O impacto desse aumento, porém, é restrito apenas à categorias sem salários definidos por lei federal ou acordos coletivos. Para todos os outros trabalhadores, o salário mínimo nacional continua sendo válido.
Grupos com faixas salariais
O piso regional estadual é dividido em quatro grupos, que variam conforme a função exercida: do Grupo I, com R$ 2.105,34 para trabalhadores agropecuários, florestais e da pesca, até o Grupo IV, que atinge o teto de R$ 2.407,90.
Entre esses dois grupos estão profissionais de serviços administrativos, comércio, manutenção e setores industriais, com salários entre R$ 2.181,63 e R$ 2.250,04.

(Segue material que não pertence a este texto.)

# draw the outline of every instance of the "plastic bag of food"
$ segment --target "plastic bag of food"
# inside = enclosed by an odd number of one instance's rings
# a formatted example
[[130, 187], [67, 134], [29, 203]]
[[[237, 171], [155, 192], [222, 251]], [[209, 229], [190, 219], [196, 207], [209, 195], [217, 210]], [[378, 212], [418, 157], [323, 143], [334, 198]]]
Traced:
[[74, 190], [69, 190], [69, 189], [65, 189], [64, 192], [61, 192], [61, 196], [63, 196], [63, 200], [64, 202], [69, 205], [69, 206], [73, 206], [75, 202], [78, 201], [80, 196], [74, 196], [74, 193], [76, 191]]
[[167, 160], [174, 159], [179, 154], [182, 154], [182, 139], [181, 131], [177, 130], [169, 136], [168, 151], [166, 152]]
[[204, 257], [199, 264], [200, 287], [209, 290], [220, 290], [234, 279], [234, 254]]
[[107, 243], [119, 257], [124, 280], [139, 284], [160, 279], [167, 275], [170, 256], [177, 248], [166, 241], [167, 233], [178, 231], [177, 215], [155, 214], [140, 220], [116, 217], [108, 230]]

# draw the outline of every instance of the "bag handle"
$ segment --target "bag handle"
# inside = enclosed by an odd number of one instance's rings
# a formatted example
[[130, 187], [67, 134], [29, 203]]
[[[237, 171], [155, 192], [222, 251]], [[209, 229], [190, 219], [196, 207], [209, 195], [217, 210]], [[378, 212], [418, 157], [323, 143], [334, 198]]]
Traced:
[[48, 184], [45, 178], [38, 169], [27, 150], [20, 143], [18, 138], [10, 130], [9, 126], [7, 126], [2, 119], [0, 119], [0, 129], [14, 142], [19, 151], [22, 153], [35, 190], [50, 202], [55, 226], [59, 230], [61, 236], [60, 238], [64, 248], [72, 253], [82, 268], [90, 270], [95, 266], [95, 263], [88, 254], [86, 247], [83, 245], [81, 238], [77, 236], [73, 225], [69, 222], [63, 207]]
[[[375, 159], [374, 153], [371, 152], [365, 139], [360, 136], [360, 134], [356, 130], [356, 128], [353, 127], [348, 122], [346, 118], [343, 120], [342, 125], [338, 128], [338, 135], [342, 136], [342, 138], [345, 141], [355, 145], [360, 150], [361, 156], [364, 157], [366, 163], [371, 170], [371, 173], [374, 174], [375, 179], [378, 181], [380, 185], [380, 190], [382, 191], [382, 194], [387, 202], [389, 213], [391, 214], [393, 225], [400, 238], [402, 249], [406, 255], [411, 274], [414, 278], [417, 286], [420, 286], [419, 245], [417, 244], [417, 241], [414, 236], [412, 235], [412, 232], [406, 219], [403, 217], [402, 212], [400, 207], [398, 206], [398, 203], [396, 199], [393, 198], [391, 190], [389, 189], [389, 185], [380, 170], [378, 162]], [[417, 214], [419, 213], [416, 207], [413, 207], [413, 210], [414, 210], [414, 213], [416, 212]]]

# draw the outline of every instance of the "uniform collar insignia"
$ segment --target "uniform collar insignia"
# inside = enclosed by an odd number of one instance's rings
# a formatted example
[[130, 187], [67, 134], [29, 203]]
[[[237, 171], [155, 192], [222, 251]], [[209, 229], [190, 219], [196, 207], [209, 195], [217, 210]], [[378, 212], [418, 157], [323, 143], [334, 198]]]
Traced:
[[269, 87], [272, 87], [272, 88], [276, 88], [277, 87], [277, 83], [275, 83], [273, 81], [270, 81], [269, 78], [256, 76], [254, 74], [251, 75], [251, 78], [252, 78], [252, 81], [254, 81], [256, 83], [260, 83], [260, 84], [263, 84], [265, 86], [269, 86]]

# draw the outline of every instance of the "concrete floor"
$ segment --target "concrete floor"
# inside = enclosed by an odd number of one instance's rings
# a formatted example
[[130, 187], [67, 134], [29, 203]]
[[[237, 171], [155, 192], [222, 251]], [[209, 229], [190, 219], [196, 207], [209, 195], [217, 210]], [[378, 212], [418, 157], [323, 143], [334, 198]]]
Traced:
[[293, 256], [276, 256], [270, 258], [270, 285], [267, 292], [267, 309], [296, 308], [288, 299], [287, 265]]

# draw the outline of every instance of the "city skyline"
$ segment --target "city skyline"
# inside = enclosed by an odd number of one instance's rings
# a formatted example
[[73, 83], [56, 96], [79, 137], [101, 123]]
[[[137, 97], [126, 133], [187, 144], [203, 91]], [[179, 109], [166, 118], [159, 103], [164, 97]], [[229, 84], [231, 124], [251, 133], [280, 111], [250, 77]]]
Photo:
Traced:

Segundo o Conselho Estadual do Trabalho, Emprego e Renda (Ceter), os critérios para estabelecer os valores levaram em conta indicadores econômicos, inflação oficial e políticas de valorização do salário mínimo.
Diferenças em relação ao resto do país
Enquanto o Paraná cria pisos regionais bem mais altos, em outros estados a remuneração mínima permanece atrelada ao salário nacional. A lei estadual ainda prevê ajustes caso o salário mínimo nacional seja reajustado ao longo do ano, mas continua limitada às categorias que não têm convenção ou acordo coletivo, deixando grande parte dos trabalhadores de fora do benefício.
Relevância da medida
Para o governo paranaense, a medida fortalece a valorização do trabalho e consolida o estado como referência nacional em políticas relacionadas à renda.